My immediate response, on hearing the news, was to ask what possible remedy Mr Williams is hoping to achieve? After all, once the party list has been filed with the Electoral Commission, and nominations have closed, there’s no going back. According to s 128C(2) of the Electoral Act, once we reached noon on 26 August, nomination day, no party list can be withdrawn and no further list can be lodged. There’s simply no way for a Court to order that he be substituted onto the NZ First list, even if the party did him wrong.
However, the NZ Herald reports that he’s seeking “an urgent hearing following the election” as doesn’t “wish to derail NZ First’s campaign”. So he’s not seeking, in some Don Quixote-like quest, to receive his previous unwinnable place on the list. Instead, it’s about protecting his reputation:
“I regret that I have no other option other than to take my party to court to protect my reputation.”

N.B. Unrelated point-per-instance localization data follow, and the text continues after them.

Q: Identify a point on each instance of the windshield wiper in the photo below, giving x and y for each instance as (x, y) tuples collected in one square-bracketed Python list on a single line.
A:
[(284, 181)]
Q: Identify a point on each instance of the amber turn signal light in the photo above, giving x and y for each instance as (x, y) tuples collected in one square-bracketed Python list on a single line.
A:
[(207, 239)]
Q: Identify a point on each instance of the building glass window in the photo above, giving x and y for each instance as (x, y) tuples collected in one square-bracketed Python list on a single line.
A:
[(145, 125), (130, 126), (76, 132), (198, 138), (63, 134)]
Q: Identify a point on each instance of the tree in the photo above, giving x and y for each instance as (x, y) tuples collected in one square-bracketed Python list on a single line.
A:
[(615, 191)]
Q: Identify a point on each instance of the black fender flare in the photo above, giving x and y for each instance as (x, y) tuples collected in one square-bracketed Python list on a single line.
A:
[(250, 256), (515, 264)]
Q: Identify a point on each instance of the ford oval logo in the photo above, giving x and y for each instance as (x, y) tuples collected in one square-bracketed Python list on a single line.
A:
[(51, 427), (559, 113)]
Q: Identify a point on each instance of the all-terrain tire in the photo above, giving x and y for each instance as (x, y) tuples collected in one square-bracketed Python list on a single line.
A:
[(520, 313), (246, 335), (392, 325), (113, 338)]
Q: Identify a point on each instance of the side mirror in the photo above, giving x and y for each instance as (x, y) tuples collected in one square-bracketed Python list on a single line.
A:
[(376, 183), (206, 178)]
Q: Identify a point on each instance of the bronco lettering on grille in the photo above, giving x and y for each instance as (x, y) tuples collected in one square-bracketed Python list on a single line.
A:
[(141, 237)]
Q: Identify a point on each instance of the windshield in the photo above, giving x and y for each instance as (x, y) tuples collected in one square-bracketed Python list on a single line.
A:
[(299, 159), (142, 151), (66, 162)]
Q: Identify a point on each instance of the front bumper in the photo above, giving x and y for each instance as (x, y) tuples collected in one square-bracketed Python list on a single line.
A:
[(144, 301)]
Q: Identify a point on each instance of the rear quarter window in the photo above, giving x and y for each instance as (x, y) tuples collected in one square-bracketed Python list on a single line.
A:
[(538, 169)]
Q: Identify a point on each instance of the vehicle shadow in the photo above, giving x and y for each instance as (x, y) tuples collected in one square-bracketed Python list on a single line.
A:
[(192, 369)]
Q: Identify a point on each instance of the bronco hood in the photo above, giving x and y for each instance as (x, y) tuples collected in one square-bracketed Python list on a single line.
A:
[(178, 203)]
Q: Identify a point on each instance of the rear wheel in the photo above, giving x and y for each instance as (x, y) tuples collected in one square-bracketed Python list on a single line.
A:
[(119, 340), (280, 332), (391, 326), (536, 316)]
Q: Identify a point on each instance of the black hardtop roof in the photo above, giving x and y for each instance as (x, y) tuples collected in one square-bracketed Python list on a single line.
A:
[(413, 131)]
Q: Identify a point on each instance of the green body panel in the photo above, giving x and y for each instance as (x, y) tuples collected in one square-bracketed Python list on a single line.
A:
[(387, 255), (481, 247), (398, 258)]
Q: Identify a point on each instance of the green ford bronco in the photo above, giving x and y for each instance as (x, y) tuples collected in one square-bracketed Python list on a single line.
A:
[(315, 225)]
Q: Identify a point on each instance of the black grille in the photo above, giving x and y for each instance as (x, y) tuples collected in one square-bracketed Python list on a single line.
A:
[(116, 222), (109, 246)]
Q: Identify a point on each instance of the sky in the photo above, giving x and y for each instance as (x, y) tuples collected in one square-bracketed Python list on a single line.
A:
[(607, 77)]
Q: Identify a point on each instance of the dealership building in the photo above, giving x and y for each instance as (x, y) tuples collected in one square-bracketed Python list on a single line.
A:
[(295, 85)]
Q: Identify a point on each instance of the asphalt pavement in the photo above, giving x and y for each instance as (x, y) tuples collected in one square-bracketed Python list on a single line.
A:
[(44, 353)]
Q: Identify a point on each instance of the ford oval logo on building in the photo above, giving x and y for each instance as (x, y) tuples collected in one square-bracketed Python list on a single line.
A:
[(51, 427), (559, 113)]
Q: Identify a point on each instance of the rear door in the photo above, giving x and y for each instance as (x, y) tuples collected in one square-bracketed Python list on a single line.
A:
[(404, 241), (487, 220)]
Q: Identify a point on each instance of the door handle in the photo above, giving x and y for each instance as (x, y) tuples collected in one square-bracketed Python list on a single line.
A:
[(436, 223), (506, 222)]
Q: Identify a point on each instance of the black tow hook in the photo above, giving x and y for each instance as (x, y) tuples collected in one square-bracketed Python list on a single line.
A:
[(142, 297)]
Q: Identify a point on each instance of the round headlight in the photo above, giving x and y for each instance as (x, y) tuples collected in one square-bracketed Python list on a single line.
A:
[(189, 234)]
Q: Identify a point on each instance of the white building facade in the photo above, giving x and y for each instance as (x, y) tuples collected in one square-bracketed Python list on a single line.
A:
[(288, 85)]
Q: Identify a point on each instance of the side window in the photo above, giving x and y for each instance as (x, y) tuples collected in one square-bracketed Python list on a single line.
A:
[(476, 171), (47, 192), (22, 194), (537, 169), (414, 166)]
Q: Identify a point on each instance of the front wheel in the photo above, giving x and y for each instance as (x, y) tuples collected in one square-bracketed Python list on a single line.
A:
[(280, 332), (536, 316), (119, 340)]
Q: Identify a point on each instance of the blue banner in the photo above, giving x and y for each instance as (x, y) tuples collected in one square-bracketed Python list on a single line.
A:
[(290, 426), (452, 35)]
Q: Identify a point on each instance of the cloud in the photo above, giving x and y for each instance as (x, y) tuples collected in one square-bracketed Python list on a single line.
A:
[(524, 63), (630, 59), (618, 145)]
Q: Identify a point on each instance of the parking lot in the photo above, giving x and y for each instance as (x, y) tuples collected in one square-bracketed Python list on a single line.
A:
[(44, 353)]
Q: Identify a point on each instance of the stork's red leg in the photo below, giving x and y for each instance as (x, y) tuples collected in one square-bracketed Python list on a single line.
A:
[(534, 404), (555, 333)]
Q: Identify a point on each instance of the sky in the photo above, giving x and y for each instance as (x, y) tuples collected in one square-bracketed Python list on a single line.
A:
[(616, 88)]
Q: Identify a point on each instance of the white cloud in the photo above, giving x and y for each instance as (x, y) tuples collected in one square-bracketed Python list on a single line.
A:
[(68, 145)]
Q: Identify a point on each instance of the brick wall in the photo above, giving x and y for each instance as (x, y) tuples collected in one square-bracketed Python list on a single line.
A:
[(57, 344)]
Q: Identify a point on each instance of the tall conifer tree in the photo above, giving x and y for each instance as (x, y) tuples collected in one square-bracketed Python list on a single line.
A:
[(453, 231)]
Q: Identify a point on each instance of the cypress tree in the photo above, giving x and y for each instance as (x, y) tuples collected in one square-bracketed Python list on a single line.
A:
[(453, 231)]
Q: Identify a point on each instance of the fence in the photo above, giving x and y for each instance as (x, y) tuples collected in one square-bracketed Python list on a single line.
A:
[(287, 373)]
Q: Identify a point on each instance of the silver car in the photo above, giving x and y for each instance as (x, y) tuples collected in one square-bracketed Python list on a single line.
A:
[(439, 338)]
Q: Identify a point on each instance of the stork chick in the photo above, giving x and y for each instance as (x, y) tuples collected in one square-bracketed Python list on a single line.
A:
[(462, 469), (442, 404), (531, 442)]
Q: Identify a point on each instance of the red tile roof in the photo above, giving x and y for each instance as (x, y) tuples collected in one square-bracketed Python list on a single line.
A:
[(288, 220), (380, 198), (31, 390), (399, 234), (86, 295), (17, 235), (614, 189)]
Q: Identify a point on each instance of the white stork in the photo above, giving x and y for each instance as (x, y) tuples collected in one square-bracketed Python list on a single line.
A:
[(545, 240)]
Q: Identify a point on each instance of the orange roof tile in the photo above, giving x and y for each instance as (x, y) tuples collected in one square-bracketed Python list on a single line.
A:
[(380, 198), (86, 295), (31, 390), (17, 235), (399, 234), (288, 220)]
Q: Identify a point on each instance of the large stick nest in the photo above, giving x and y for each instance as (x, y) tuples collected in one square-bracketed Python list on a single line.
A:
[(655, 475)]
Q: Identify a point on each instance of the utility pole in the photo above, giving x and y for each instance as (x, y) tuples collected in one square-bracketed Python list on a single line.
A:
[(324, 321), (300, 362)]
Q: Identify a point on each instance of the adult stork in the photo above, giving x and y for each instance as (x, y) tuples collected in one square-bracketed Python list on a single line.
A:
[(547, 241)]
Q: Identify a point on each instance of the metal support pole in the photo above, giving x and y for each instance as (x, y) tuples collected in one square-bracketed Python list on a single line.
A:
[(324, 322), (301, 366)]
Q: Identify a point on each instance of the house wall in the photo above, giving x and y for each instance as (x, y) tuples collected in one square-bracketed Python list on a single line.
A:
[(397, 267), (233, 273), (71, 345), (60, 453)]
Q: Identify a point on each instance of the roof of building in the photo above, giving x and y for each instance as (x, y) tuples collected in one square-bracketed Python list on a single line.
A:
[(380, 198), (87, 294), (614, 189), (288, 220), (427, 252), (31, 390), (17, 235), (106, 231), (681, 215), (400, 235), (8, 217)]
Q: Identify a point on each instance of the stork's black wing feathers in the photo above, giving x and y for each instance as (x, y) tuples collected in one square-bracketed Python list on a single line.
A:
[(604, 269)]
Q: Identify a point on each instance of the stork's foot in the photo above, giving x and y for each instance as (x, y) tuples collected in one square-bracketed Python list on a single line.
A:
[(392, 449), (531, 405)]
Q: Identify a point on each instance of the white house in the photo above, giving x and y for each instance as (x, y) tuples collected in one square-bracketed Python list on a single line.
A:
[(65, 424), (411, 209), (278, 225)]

Which means that Williams is simply seeking a declaration that the NZ First list ranking committee breached the party’s constitution when it removed him from the list. He says:
“The manner in which I have been mistreated by the party has forced me to seek court declarations that the revocation of my electorate and list candidacies, and my removal from the party list, breached the processes in the party’s constitution for fair treatment.
There are numerous protections in the New Zealand First Constitution to ensure fair treatment, which I have not been accorded. This includes not being given an opportunity to respond to the decision to remove me from the party list.”
Williams is presumably intending to rely on clause 53 of NZ First’s Constitution, which sets out the process by which a List candidate’s candidacy can be revoked. Essentially, if the party’s Board resolves that revocation is necessary, clause 53 provides that a meeting shall be called, with the candidate to be given four days notice. The candidate is to be given the right to be heard at the meeting, following which the List Ranking Committee can essentially do whatever they like, be that confirming their place on the list, dropping them down the list or removing them entirely.
Of course, actually following clause 53 would have been somewhat problematic for NZ First. Andrew Williams went public with his attack on deputy leader Tracey Martin and her mother, the party president, on 21 August. With nomination day being 26 August, that would have meant holding a List Ranking Committee meeting the day before nomination day, at the earliest.
That’s assuming that the Board had made a decision on 21 August to review Williams’ list candidacy; if they didn’t make the decision until, say, the next morning, and meeting would then have had to be called on nomination day itself, cutting things a little fine.
And if the Board didn’t make a decision to review Williams’ candidacy until, say, 23 August? Well, you get the picture…
Frankly though, it sounds a lot of money to burn through if the sole end result is going to be a declaration in Williams’ favour. But perhaps Colin Craig’s penchant for litigation is contagious.